Why isn't constant pull a conservative force? Consider the following diagram:

The force $\mathbf{F} = 1 \textrm{ N} \hat{\imath}$ is being applied all time as the ball goes from A to B (assume positive $x$ to the right.) Now, there are a few equivalent definitions for 'conservative force', e.g. a force whose work is $0$ for any closed path. Let me use this definition.
It is clear that if the ball went from $A$ to $B$ and then back from $B$ to $A$, the work done by $\mathbf{F}$ is 0. Of course this is only one possible closed path. We could also think of a triangular path $ABC$ with $\mathbf{r}_C = 0.5(\mathbf{r}_A + \mathbf{r}_B) + 1 \textrm{m } \hat{\jmath}$, and the same reasoning will apply, provided that $\mathbf{F}$ stays the same all along this path.
Essentially I am saying that if $\mathbf{F}$ is a constant field, then it is conservative, no big deal. This could be a Coulomb field $\mathbf{E}$ by two infinite charged planes and the ball a charge between them.
The thing is, if $\mathbf{F}$ is actually a pulling force (by someone's hand) on a ball, then we always say this is a non-conservative force, but why? What is the difference between $\mathbf{F}$ and $\mathbf{E}$ with respect to the definition I have used, that makes one conservative and the other non-conservative?
 A: A constant force is an example of a conservative force (weight is also a constant force). When you pull with your hand, what are the odds that you are going to be able to maintain the same level of force? The force applied will have a ramp-up period where it is not constant.
Taking the block-wire as one system, we can exploit conservation of energy to solve this problem:

Here is a relevant excerpt from O'Reilly (Intermediate Dynamics for Engineers):

A: Recall that a force $\bf\vec F$ is conservative iff for any closed path $C$, $\displaystyle\oint_C\mathbf{\vec F}\cdot\mathrm d\mathbf{\vec r}=0$. The key word here is any, and you can use your hand to move an object in a closed path by accelerating its speed, such that $\mathrm{KE}_i\neq\mathrm{KE}_f$. So, $\bf\vec F$ cannot be conservative.

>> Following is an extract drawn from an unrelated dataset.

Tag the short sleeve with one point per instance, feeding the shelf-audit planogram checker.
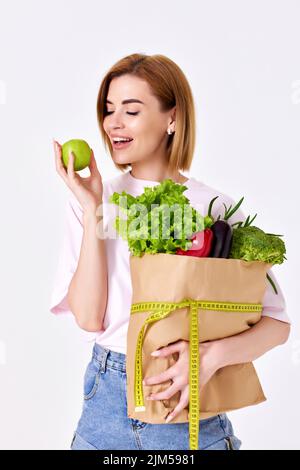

There is no associated potential $U$ such that $\mathbf{\vec F}=-\nabla U$ since a pull force does not depend on position, but rather depends on how you choose to pull.
A: You need to make a distinction between work done by the overall system vs. work done on the ball.  When the ball moves from A to B and then back to A (regardless of the path taken) the work done by that system is zero.  That is, the ball is exactly where it started and therefore no work was done.  However, when you look only at the ball, work is done in moving it.  If you were to pull it from A to B and then back to A you would feel as if you had done some work.  However, even in this case the work done by the system (not by you personally as the one pulling the ball) will be zero and by your definition it too will be a conservative force.